Rocket Internet-backed online payment technology provider Paymill has been bought by Klik & Pay for an undisclosed amount, three months after it filed for insolvency.
Online payment services provider Klik & Pay has acquired Germany-based payment technology producer Paymill for an undisclosed sum, giving an exit to e-commerce holding company Rocket Internet, TechCrunch reported yesterday.
Paymill, which was incubated, seeded and launched by Rocket Internet in 2012, has built an online gateway that can be used by online merchants to manage credit card payments securely.
The technology can be integrated into a user’s website or mobile app, and is available in 34 European countries.
The company had raised $18m in funding, securing $13m in January 2013 from Holtzbrinck Ventures, the venture capital firm spun out from publishing company Georg von Holtzbrinck Publishing Group, and Sunstone Capital, before adding $5m from Blumberg Capital the following month.
However, Paymill filed for insolvency in April this year after finding it difficult to compete with more heavily funded competitors like Stripe.

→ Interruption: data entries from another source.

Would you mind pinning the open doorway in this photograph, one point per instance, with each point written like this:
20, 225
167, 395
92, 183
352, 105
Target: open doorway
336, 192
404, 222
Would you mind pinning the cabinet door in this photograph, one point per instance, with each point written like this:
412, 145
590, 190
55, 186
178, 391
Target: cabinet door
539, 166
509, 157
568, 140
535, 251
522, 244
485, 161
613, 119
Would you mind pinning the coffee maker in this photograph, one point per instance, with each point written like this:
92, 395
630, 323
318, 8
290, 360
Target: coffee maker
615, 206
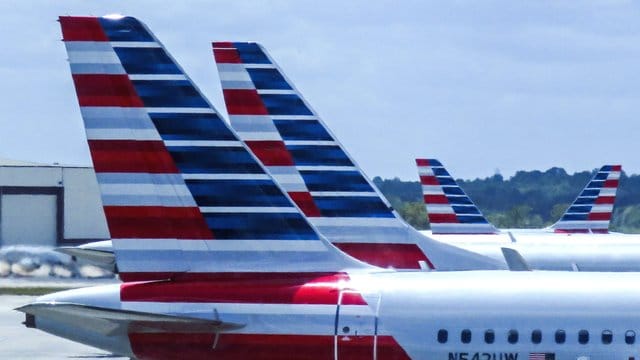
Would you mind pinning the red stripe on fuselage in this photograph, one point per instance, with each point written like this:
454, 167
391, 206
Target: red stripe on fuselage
106, 90
399, 256
262, 346
156, 222
305, 202
271, 153
244, 102
81, 28
131, 156
256, 288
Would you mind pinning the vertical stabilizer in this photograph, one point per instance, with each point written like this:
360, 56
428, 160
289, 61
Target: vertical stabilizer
591, 210
449, 209
182, 194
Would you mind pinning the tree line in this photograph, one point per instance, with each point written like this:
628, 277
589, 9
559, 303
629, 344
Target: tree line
528, 199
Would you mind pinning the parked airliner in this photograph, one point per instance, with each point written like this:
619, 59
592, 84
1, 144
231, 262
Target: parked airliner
578, 241
218, 262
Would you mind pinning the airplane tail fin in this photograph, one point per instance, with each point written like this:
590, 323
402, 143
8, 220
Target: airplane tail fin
183, 196
302, 154
449, 209
591, 210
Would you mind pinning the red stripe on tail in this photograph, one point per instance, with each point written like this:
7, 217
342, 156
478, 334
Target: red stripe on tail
599, 216
131, 156
106, 90
76, 28
435, 199
443, 218
429, 180
605, 200
271, 153
227, 56
156, 222
244, 102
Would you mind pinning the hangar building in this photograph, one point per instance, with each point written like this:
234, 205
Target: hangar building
49, 205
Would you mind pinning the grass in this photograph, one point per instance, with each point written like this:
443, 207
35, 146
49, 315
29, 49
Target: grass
30, 291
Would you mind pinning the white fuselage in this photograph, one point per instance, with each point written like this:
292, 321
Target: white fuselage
413, 307
551, 251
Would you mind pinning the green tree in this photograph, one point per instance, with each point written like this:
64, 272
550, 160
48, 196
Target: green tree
415, 214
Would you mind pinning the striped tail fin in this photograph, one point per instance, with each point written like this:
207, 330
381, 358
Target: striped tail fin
302, 154
591, 210
183, 196
450, 210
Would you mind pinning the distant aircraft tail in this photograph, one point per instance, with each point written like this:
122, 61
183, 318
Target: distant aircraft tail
183, 196
300, 152
591, 210
449, 209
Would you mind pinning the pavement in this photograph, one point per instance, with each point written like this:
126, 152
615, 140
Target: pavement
20, 342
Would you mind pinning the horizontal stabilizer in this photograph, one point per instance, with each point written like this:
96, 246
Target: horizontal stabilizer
514, 260
99, 253
129, 321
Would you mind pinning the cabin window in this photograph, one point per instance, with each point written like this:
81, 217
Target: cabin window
443, 336
536, 336
630, 337
465, 336
583, 337
489, 336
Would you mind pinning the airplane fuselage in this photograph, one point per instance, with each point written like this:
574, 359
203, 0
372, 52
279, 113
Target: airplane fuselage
550, 251
387, 315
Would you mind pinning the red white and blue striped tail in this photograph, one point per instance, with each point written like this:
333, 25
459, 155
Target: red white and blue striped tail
591, 210
182, 195
449, 209
297, 148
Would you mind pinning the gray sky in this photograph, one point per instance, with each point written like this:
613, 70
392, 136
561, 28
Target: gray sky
481, 85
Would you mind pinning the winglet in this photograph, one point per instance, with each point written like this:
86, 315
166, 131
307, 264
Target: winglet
449, 209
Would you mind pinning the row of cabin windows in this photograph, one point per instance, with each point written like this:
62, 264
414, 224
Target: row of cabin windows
560, 336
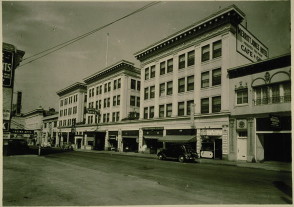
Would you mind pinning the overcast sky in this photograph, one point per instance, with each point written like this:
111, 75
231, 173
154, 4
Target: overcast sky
36, 26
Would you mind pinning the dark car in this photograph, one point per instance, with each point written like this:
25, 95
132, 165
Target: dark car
181, 152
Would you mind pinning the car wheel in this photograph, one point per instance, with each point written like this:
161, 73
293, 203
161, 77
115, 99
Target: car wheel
181, 158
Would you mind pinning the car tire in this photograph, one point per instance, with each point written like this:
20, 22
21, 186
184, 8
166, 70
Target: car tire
181, 158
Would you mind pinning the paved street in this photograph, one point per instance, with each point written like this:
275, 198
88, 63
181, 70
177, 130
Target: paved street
81, 178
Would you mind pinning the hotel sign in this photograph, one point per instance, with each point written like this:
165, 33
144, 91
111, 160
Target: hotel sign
249, 46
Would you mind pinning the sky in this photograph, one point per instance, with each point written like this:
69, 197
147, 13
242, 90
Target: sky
36, 26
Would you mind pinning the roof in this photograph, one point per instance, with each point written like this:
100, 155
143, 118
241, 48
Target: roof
231, 14
73, 87
121, 65
261, 66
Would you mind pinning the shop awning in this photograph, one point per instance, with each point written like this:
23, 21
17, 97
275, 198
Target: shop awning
152, 137
178, 138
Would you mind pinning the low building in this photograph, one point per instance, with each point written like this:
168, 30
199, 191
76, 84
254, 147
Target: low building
260, 105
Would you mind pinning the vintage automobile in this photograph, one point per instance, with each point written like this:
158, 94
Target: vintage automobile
181, 152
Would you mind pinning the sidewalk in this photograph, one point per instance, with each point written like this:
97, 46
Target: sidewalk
269, 165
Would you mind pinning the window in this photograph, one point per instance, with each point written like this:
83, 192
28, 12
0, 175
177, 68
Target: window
182, 61
161, 110
146, 93
152, 91
114, 84
205, 53
170, 65
169, 86
169, 110
146, 113
152, 71
190, 104
216, 104
138, 85
181, 108
118, 83
133, 84
118, 100
181, 85
162, 68
242, 96
132, 100
216, 77
191, 58
162, 89
146, 73
205, 105
151, 112
190, 83
205, 80
217, 49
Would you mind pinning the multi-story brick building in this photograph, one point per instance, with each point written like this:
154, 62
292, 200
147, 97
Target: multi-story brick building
260, 106
72, 101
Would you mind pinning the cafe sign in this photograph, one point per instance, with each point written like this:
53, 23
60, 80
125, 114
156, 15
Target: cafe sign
249, 46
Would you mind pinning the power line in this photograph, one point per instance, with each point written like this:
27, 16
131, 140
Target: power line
64, 44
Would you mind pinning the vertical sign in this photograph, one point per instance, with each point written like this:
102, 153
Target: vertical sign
7, 70
249, 46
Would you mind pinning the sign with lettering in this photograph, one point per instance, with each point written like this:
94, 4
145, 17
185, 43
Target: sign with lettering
249, 46
7, 70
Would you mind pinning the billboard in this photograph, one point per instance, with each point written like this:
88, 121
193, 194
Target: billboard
249, 46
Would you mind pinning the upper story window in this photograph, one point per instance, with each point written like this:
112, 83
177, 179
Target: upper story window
216, 77
146, 73
205, 53
152, 71
217, 49
216, 104
133, 84
181, 85
170, 65
162, 68
242, 96
205, 79
191, 58
182, 62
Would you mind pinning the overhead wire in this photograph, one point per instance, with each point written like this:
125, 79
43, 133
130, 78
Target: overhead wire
71, 41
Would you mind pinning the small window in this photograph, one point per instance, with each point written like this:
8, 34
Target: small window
161, 110
216, 104
191, 58
169, 86
170, 65
152, 91
181, 85
205, 80
190, 83
181, 108
217, 49
182, 61
152, 73
205, 105
133, 84
162, 89
162, 68
216, 77
205, 53
242, 96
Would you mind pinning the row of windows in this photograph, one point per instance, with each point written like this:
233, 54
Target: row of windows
68, 122
69, 100
68, 111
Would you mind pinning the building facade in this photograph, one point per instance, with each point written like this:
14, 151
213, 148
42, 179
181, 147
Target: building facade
72, 101
260, 105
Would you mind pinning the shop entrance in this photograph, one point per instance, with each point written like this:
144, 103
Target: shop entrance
277, 147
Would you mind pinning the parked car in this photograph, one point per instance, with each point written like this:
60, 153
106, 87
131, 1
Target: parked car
181, 152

The acquisition comes as Rocket Internet is looking to consolidate its businesses.
Mark Henkel, who will remain CEO of Paymill once the deal is closed, said in a statement: “We had some interested parties and offers following the announcement of the petition for insolvency.
“We therefore spoke to several possible cooperation partners, as we felt it was important that the deal would not only be the right one on paper, but also offer the best possible future for Paymill. We have a brilliant strategic fit with Klik & Pay and our vision and objectives are perfectly aligned, so we are very much looking forward to working together in the future.”